Si jamais vous allez au Maroc un jour ou si vous y vivez, vous allez sans doute remarquer que c’est un peuple enivré, le Maroc est un pays où on a la quasi-certitude que les 35 millions de personnes y vivant sont sous effet de substances à effet anti-dépresseurs ou anxiolytiques, et pourtant si vous posez la question _au sujet de cette addiction_ à n’importe quel marocain il vous répondra sans hésiter « A3oudou Billah, Ach katgoul ?! ».
Rien de surprenant, jamais un enivré n’admettra qu’il est dans un état pas très normal. Vous allez déambuler dans les rues en vous disant que vous êtes juste paranoïaque ou que c’est juste l’effet d’être dans un nouveau cadre que vous voulez découvrir, après ce n’est pas trop votre affaire, chacun fait ce qu’il veut du moment que cela ne dérange personne.
D’une petite ruelle à une autre vous découvrez les petites spécificités du pays, ses odeurs, ses couleurs, sa cuisine, vous découvrez que pour une fois vous avez le temps d’avoir le temps, le temps d’errer d’apprécier et contempler. Après vous vous dites que vous étiez mal informé au sujet du pays, on vous a quand même menti sur un tas de choses, pour l’instant vous n’avez pas vu d’imam frapper les femmes qui ne mettent pas le voile dans la rue, vous avez même vu des marocains portant autre choses que de vieilles djellabas déchirées comme vous l’avez vu sur le magazine que vous avez lu en salle d’attente chez le dentiste mardi dernier.
La surprise ne s’arrête pas là vous avez fait la connaissance d’Aziz, un chauffeur de taxi qui non seulement ne vous a pas facturé 100 euros pour un trajet en taxi, mais c’est quelqu’un qui parle arabe, français, anglais, on est loin du stéréotype du marocain qui ne cherche qu’à gratter quelques pièces à toute personne n’ayant pas la peau ébène.

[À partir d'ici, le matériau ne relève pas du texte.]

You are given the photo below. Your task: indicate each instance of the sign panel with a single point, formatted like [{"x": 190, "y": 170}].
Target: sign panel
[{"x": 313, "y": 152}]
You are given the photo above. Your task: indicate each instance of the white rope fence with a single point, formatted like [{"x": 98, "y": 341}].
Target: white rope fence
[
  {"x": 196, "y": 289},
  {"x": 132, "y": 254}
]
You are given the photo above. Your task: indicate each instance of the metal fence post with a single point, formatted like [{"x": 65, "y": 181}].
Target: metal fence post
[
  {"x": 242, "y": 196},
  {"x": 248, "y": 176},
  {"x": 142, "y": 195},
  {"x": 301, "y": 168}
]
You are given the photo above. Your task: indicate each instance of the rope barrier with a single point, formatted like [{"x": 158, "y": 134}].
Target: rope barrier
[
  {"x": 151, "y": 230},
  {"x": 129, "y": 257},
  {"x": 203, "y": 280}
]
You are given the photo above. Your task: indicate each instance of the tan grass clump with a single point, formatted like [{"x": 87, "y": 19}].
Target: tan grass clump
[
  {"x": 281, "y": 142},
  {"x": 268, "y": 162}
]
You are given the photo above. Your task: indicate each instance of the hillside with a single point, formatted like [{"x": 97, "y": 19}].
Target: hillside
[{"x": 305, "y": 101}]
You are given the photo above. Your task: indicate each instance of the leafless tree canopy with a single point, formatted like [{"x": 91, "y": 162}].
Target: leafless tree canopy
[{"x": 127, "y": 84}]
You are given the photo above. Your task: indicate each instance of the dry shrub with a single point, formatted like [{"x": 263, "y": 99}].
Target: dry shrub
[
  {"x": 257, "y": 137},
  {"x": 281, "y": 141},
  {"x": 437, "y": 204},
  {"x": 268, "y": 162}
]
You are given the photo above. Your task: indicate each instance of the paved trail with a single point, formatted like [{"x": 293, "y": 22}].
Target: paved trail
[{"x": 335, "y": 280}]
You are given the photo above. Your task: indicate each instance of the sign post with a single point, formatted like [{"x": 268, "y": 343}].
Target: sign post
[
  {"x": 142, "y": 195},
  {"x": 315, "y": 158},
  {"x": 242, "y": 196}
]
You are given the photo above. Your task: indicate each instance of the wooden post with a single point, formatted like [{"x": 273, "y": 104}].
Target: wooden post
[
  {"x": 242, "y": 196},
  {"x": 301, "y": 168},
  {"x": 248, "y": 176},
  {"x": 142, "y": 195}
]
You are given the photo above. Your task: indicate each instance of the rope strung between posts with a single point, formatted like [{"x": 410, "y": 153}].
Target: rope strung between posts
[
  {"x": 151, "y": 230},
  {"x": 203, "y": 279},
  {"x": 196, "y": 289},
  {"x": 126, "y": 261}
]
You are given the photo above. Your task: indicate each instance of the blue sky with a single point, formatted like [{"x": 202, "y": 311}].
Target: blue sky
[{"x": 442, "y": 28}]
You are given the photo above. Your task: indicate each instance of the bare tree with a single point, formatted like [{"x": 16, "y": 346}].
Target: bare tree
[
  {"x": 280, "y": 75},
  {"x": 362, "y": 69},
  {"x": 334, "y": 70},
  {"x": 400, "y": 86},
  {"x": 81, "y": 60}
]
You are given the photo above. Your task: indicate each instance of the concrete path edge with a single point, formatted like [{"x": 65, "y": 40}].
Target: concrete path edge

Il faut le dire, le Maroc vaut vraiment le coup.
En rentrant de votre journée riche en découvertes, vous vous arrêtez devant un petit café, ou salon de thé vu le nombre de verres de thé que vous apercevez sur les tables des clients, vous décidez de vous joindre à une table où sont assis deux vieils hommes qui jouent aux dames, ils ont l’air très concentrés dessus et comme vous êtes un risquophile vous interrompez la partie en demandant s’il serait possible de les joindre pour boire un verre de thé et parler du Maroc et sa culture vu que vous en êtes désormais passionné, vous gardez quand même une distance d’un mètre ou deux entre vous et ces messieurs par respect mais aussi parce que vous anticipez une lancée de babouches vu que la partie de jeu de dames a l’air une affaire très sérieuse ici. A votre grande surprise, les deux vieils hommes vous accueillent avec un large sourire « Oui, approchez asseyez-vous Marhaba ».
Vous entamez alors une longue discussion au sujet du pays, sa culture, son histoire, ses traditions et ses coutumes, c’est tellement intéressant que si Driss (un des vieils hommes, qui a gagné la partie d’ailleurs) était votre professeur d’histoire-géo alors cette matière aurait été votre préférée au lycée, vous êtes tellement à l’aise que vous vous dites je vais poser la question qui fâche je vais leur demander de quoi les marocains s’enivrent, d’eau de vie comme ils l’aiment l’appeler ?
Un moment de silence s’installe alors, et puis voilà la réponse tant attendue, « Ici Weldi (fiston) on s’énivre d’hospitalité et d’amour, on est peut-être pas aussi riches que d’autres pays de ce monde mais la richesse est dans nos cœurs, tant que vous êtes notre hôte vous gouterez à notre hospitalité, vous avez sans doute vu des gens qui vous ont souri, qui vous ont ouvert leurs portes c’est tout simplement une partie de notre identité, une fois que nous ferons autrement nous aurons oublié ce que nous sommes ». Face à des mots aussi sincères la moindre des choses que je pouvais faire pour ces deux nobles c’est de payer l’addition, trop tard Haj Brahim l’avait déjà fait.